Si sedette a terra, e continuò a piangere.

Doveva avvisare qualcuno.

Ancora nel pieno di un trauma emotivo, afferrò il telefonino che teneva in tasca per le emergenze.

Lo prese tra le mani e cercò di comporre il numero di Gabriel ma le lacrime la costrinsero a ripetere l'operazione più volte.

Non riusciva a pensare lucidamente e appena sentì la voce calma dell'uomo fu come se dio le avesse offerto una mano dal cielo.

<Cassandra, stai bene?>

Un suo singhiozzo chiarì la situazione.
Gabriel si allarmò immediatamente.

<Cassandra cosa succede?>
Le domandò con un tono più alto.

La confusione che aveva Cassandra in mente però non si fermò, era accaduto tutto troppo velocemente e la consapevolezza di essere un'assassina quasi la uccise.

Era diventata come uno di quei mostri che gestivano l'associazione.

Una persona senza cuore.

<G-gabriel per-r favore,a-aiuto>

<Cassandra per l'amor del cielo, cosa diavolo sta succedendo?

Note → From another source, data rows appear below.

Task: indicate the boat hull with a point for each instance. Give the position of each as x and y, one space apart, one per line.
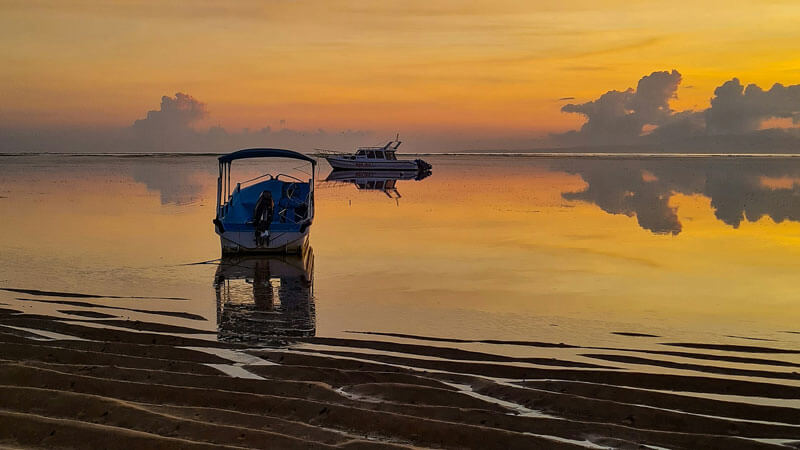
356 164
279 242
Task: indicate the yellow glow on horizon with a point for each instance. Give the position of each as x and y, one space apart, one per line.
491 67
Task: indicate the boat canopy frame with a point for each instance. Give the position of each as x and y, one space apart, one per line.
224 180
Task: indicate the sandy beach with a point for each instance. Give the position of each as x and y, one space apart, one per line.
98 383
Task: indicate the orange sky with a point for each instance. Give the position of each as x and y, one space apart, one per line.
495 67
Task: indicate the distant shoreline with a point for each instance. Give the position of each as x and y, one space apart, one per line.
517 154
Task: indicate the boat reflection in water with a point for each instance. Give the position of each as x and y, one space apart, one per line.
377 180
265 298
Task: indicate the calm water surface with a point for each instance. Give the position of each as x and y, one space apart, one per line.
509 248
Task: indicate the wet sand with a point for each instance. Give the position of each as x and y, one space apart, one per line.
146 385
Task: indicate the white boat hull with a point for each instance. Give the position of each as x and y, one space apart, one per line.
279 242
361 164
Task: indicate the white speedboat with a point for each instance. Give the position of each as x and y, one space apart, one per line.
374 158
269 213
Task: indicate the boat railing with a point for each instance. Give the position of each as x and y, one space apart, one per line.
322 153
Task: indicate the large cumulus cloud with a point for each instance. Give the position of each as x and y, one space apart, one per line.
620 116
736 109
643 115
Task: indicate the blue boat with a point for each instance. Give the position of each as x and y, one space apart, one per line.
269 213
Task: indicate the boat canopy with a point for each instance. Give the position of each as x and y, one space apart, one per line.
265 153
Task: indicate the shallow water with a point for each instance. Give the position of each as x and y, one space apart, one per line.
556 249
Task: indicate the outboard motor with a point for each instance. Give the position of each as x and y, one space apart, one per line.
262 217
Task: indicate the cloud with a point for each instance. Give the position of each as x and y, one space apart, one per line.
736 109
643 117
171 129
620 116
175 113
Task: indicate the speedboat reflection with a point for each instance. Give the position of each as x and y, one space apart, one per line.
262 299
382 180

Dove ti trovi?>

<Qui >

Sperò che Gabriel capisse al volo che non si era mai mossa dalla Safe House.

<S-sono v-venuti a prendermi>

<Cassandra non ti muovere, nasconditi in un armadio e aspettami!>

Fu l'ultima cosa che disse prima di sentire il cellulare scivolarle dalle mani.

Si nascose in un angolino e si chiuse il volto con le mani.
Non riusciva più a vedere quel corpo senza ricordarsi di essere stata lei stessa l'artefice di quella morte orrenda.

Gli aveva piantato un coltello tra la carne, quasi riuscì a sentire ciò che aveva provato quella persona.

Le sembrava che ogni colpo  che aveva inflitto ora venisse rifatto su di lei.

<Mi dispiace >
Sussurrò, scuotendo il volto.
I capelli puliti ora impiastricciati di sangue e muco.

Eppure non riusciva proprio a pensare al suo aspetto disgustoso.
Tutto ciò che la tormentava ora era la sua colpa.
L'aver ucciso, anche se per difendersi.

Dopo un tempo indefinito passato a torturarsi la mente si alzò,
quando un rumore si fece spazio dal giardino.

"Sono ancora qui"

Per poco non crollò.

"Devo essere forte, per Sabrina, lo faccio solo per lei"

Aprì un cassetto e prese un altro coltello, questo era più piccolo dell'altro ma altrettanto tagliente.
La frenesia la portò a nascondersi dietro la porta.
I suoi gesti si stavano ripetendo, quasi come fosse dentro un film, in cui si ripeteva sempre la scena peggiore.